Research Approach: A qualitative approach based on symbolic interactionism.

Setting: A regional cancer center in a large teaching hospital in the United Kingdom.

Participants: 34 healthcare professionals who had experience providing care to patients with cachexia in advanced cancer.

Methodologic Approach: Data collection consisted of two phases: focus group and semistructured interviews. Interviews were digitally recorded and transcribed verbatim for analysis. This article reports on findings from the second phase of data collection.

Findings: Analysis revealed that professional approaches to cachexia were influenced by three overarching and interthinking themes: knowledge, culture, and resources. Healthcare professionals commonly recognized the impact of the syndrome; however, for nonpalliative healthcare professionals, a culture of avoidance and an overreliance on the biomedical model of care had considerable influence on the management of cachexia in patients with advanced cancer.

Conclusions: Cachexia management in patients with advanced cancer can be difficult and is directed by a variable combination of the influence of knowledge, culture of the clinical area, and available resources.

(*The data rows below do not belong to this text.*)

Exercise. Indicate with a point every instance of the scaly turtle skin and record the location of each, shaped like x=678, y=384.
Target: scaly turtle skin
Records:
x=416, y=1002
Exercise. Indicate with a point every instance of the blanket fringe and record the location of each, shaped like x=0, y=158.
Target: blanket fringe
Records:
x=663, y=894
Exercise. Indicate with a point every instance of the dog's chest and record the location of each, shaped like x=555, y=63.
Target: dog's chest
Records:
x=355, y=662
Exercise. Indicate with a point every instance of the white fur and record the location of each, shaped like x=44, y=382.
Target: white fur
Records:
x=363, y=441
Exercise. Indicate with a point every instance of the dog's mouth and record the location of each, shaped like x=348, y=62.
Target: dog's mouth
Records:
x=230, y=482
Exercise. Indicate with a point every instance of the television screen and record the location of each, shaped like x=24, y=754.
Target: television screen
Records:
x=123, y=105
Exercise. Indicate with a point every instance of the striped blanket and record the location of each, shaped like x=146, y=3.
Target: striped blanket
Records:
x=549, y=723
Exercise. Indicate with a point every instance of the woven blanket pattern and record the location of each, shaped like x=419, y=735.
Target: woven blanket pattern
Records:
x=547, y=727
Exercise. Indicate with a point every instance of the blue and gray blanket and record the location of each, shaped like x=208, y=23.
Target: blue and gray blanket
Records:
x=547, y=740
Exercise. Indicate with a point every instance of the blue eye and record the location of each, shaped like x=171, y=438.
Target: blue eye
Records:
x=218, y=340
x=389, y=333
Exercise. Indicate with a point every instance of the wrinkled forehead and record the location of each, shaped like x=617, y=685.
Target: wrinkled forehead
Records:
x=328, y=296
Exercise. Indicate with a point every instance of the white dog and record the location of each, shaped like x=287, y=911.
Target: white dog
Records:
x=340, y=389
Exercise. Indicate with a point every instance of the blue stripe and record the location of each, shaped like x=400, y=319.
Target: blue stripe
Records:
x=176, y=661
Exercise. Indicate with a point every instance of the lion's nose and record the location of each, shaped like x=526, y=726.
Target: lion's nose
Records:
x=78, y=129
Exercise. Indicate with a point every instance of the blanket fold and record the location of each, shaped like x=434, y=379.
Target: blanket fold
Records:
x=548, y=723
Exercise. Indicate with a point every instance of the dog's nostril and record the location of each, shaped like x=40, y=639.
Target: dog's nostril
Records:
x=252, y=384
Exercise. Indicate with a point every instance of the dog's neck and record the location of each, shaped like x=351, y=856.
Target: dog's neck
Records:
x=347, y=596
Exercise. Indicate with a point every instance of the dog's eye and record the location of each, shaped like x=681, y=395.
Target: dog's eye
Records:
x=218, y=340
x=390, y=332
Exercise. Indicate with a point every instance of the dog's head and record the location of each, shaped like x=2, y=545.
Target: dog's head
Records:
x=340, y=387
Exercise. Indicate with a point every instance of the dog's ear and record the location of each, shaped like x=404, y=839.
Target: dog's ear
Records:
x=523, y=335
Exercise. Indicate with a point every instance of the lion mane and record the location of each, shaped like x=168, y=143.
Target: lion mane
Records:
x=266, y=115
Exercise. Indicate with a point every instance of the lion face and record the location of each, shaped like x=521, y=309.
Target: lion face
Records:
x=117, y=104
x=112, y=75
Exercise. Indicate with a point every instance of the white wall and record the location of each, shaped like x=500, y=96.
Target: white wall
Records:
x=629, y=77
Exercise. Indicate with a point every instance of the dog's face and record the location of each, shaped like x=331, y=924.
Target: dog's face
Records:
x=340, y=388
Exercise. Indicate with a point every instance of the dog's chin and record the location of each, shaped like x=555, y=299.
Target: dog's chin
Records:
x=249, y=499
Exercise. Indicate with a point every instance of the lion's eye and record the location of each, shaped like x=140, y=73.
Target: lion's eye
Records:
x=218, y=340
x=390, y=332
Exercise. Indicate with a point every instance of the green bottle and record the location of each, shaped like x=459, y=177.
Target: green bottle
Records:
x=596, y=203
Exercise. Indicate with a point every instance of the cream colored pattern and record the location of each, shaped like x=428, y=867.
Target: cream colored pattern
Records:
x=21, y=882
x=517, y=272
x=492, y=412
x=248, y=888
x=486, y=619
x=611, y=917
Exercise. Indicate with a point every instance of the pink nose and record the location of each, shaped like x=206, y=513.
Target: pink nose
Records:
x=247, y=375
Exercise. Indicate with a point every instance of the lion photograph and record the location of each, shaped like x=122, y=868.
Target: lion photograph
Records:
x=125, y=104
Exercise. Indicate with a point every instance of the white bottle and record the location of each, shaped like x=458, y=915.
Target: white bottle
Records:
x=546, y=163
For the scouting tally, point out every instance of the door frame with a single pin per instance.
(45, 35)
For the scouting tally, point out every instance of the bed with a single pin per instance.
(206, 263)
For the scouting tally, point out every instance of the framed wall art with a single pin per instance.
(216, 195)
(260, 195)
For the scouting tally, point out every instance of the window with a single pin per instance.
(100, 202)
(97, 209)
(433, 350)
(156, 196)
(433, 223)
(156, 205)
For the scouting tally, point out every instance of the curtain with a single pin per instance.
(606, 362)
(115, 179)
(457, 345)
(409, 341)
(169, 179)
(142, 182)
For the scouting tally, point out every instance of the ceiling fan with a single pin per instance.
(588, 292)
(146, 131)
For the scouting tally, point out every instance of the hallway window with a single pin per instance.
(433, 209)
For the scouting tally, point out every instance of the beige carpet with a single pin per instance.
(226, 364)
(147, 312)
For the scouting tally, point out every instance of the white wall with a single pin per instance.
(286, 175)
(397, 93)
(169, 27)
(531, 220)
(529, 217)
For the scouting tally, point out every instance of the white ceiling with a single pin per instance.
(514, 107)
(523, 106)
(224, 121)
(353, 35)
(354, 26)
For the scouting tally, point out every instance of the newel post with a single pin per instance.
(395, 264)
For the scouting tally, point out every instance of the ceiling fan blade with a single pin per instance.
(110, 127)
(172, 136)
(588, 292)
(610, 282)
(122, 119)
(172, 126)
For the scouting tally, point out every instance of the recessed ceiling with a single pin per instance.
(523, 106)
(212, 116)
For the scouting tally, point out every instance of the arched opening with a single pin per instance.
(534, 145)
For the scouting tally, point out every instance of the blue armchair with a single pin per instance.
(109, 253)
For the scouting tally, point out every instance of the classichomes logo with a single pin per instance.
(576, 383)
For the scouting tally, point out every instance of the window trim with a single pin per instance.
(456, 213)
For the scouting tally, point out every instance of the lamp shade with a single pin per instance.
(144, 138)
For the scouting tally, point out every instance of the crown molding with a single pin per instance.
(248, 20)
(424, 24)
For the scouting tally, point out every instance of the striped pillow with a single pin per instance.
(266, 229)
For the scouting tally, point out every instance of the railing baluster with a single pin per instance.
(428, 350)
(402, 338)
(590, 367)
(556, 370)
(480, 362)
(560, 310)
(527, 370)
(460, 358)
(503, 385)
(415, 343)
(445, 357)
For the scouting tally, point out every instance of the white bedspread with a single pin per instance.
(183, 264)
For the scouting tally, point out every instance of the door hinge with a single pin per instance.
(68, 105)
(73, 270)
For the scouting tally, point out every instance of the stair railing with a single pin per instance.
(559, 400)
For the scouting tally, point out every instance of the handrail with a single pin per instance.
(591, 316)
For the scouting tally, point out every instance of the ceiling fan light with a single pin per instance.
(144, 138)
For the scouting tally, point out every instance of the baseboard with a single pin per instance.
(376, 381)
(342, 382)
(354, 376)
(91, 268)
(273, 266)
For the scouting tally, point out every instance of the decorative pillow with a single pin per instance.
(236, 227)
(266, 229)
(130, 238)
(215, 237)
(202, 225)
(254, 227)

Distinct differences exist in the management of cachexia among palliative and nonpalliative care professionals.

Interpretation: This study presented a multiprofessional perspective on the management of cachexia in patients with advanced cancer and revealed that cachexia is a complex and challenging syndrome that needs to be addressed from a holistic model of care.

Knowledge Translation: Cachexia management in patients with advanced cancer is complex and challenging and is directed by a combination of variables. An overreliance on the biomedical model of health and illness occurs in the management of cachexia in patients with advanced cancer. Cachexia needs to be addressed from a holistic model of care to reflect the multidimensional needs of patients and their families.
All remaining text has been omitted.